Robert gave a update on the business direction or activities at Complete Genomics (CG). He said that CG v.1 was about research sequencing and that CG v.2 is more about clinical sequencing. Dr. Klein said that in 2006 CG developed its proprietary sequencing technology and service model. By 2011 they had delivered 3,000 genomes to customers. Robert said that CG now produces 1,000 genomes per month. He explained that they have a DNA factory in Mountain View and sends the data to its data center in the nearby city of Santa Clara. CG does this because Santa Clara offers a lower cost for electricity. CG provides “research ready” data to the customer and the customer analyzes the data.

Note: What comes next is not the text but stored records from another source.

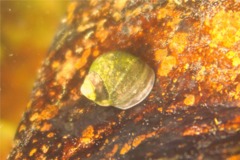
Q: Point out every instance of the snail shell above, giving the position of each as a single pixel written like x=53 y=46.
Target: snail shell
x=118 y=79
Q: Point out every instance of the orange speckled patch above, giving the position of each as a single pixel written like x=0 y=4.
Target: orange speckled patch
x=160 y=54
x=197 y=130
x=178 y=43
x=166 y=66
x=50 y=135
x=227 y=23
x=49 y=112
x=34 y=117
x=31 y=153
x=67 y=70
x=233 y=125
x=22 y=128
x=189 y=100
x=87 y=135
x=44 y=148
x=114 y=151
x=138 y=140
x=46 y=126
x=126 y=147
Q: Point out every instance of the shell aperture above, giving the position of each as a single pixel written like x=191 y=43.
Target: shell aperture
x=118 y=79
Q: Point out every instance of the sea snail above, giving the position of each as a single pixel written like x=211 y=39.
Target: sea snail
x=118 y=79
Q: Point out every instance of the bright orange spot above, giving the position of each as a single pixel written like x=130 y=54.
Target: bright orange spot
x=178 y=43
x=31 y=153
x=22 y=128
x=160 y=109
x=49 y=112
x=45 y=148
x=189 y=100
x=197 y=130
x=126 y=147
x=46 y=127
x=34 y=117
x=160 y=54
x=113 y=152
x=50 y=135
x=166 y=66
x=138 y=140
x=224 y=28
x=87 y=135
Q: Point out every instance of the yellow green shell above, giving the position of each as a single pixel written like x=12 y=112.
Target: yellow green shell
x=118 y=79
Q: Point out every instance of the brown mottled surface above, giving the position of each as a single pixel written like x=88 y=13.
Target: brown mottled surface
x=193 y=110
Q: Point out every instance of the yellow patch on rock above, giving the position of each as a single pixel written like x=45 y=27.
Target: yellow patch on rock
x=166 y=66
x=189 y=100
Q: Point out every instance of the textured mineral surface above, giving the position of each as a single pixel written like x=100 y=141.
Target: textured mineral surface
x=193 y=110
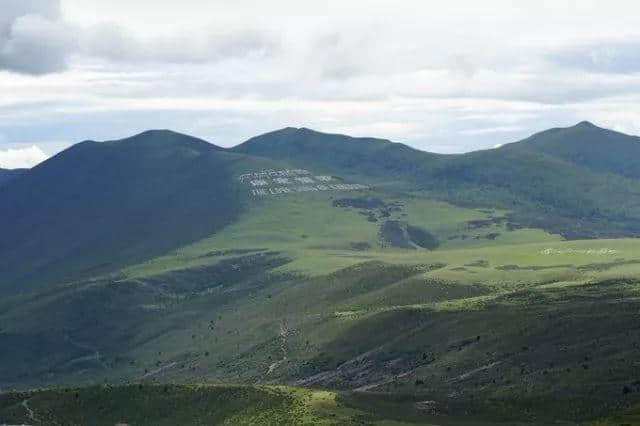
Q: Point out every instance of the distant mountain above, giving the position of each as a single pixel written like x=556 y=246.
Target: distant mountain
x=579 y=182
x=597 y=149
x=98 y=206
x=7 y=175
x=345 y=154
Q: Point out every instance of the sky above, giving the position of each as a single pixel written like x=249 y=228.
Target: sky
x=446 y=77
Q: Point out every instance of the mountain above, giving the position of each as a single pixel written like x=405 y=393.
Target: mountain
x=429 y=293
x=339 y=153
x=597 y=149
x=7 y=175
x=555 y=180
x=100 y=205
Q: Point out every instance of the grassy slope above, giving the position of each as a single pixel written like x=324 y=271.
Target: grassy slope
x=281 y=296
x=159 y=405
x=99 y=206
x=530 y=179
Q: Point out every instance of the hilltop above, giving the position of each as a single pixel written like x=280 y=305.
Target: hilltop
x=411 y=282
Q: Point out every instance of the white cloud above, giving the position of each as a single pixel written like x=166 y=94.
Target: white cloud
x=19 y=158
x=448 y=77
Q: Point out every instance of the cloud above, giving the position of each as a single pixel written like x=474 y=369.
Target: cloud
x=621 y=57
x=33 y=40
x=21 y=157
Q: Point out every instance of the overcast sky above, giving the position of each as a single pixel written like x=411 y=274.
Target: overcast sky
x=441 y=76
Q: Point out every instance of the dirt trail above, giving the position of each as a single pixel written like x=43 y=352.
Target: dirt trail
x=282 y=333
x=30 y=413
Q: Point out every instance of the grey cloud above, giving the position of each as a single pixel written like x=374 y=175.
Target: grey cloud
x=33 y=40
x=616 y=58
x=116 y=44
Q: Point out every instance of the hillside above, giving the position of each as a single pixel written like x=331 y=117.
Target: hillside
x=597 y=149
x=531 y=178
x=410 y=291
x=8 y=175
x=98 y=206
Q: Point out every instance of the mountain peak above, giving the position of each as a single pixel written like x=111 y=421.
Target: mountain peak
x=586 y=125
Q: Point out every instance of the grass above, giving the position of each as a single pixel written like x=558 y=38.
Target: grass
x=282 y=296
x=188 y=405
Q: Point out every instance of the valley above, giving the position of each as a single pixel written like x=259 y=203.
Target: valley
x=408 y=297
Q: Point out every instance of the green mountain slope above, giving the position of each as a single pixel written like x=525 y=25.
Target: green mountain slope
x=98 y=206
x=563 y=193
x=411 y=306
x=587 y=145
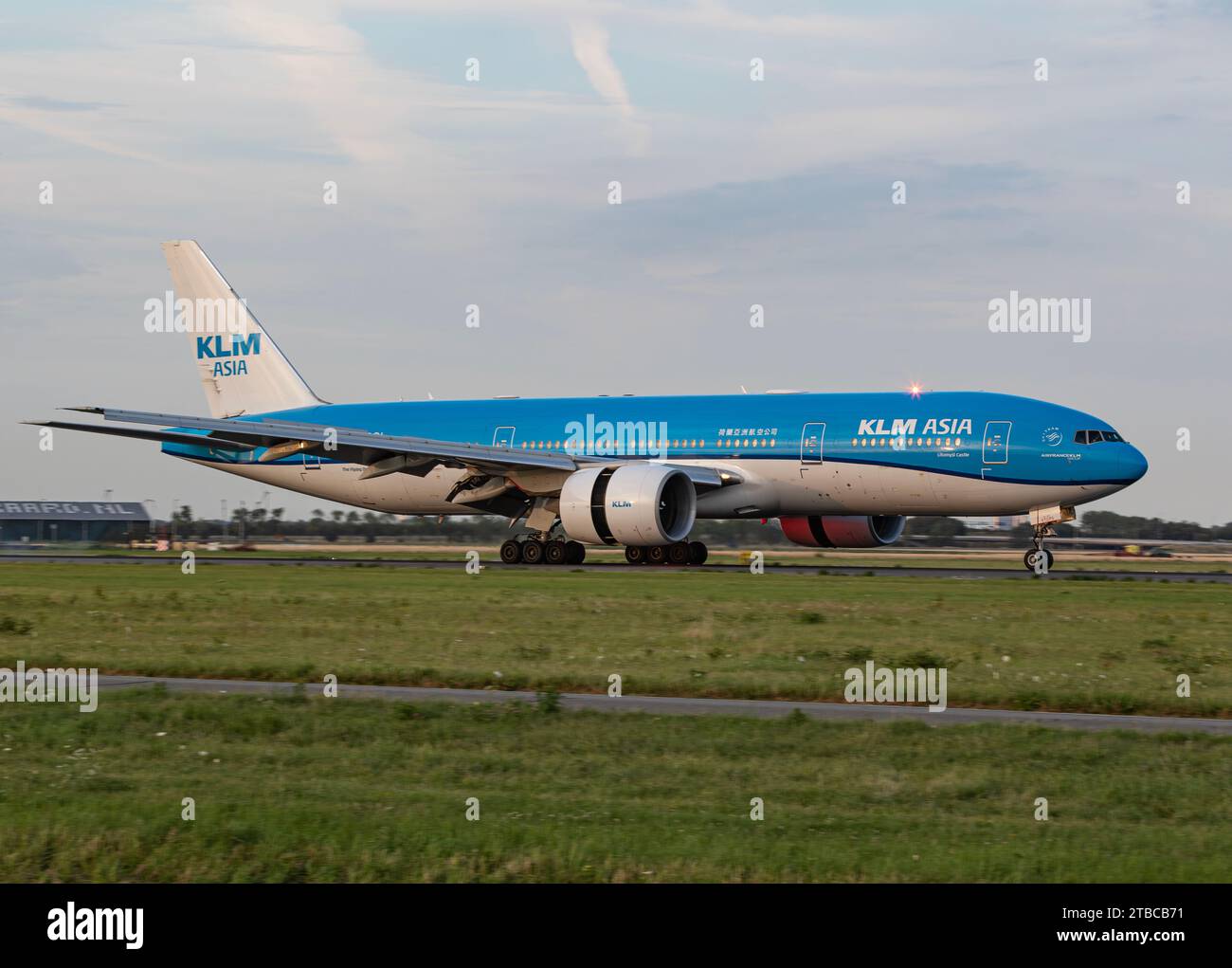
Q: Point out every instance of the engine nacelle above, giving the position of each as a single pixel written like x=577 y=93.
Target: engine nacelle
x=844 y=530
x=631 y=504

Robert highlighted CG’s goals as including: Setup a CLIA facility 2H’12, Scale-up quality, Scale down cost, Scale-up throughput and Offering ‘clinical use’ sequencing. CG will be focusing on new apps. including Idiopathic kids, Refractory cancers, Replacing cytogenetic arrays and Replacing targeted panels. Dr. Klein also added that CG is interested in Wellness/ concierge medicine and Reproductive genetics. He mentioned that CG is exploring other market spaces such as Prenatal screening, Newborn screening, and Reproduction Issues. Dr. Klein predicted that the first areas that whole genome (clinical) sequencing would show clinical utility would be in studies of copy number, neuroblastomas and translocations. Robert said that NGS will likely democratize genomic medicine.
Several speakers echoed TGEN’s David Craig, Ph.D., Deputy Director for Bioinformatics and Professor of Neurogenomics, comment that “the cost of NGS went up in 2011 because the analysis bottleneck is the culprit.” My take on that is that in clinical NGS, the all-in $1,000 genome might be postponed to beyond 2014 by perhaps a few more years.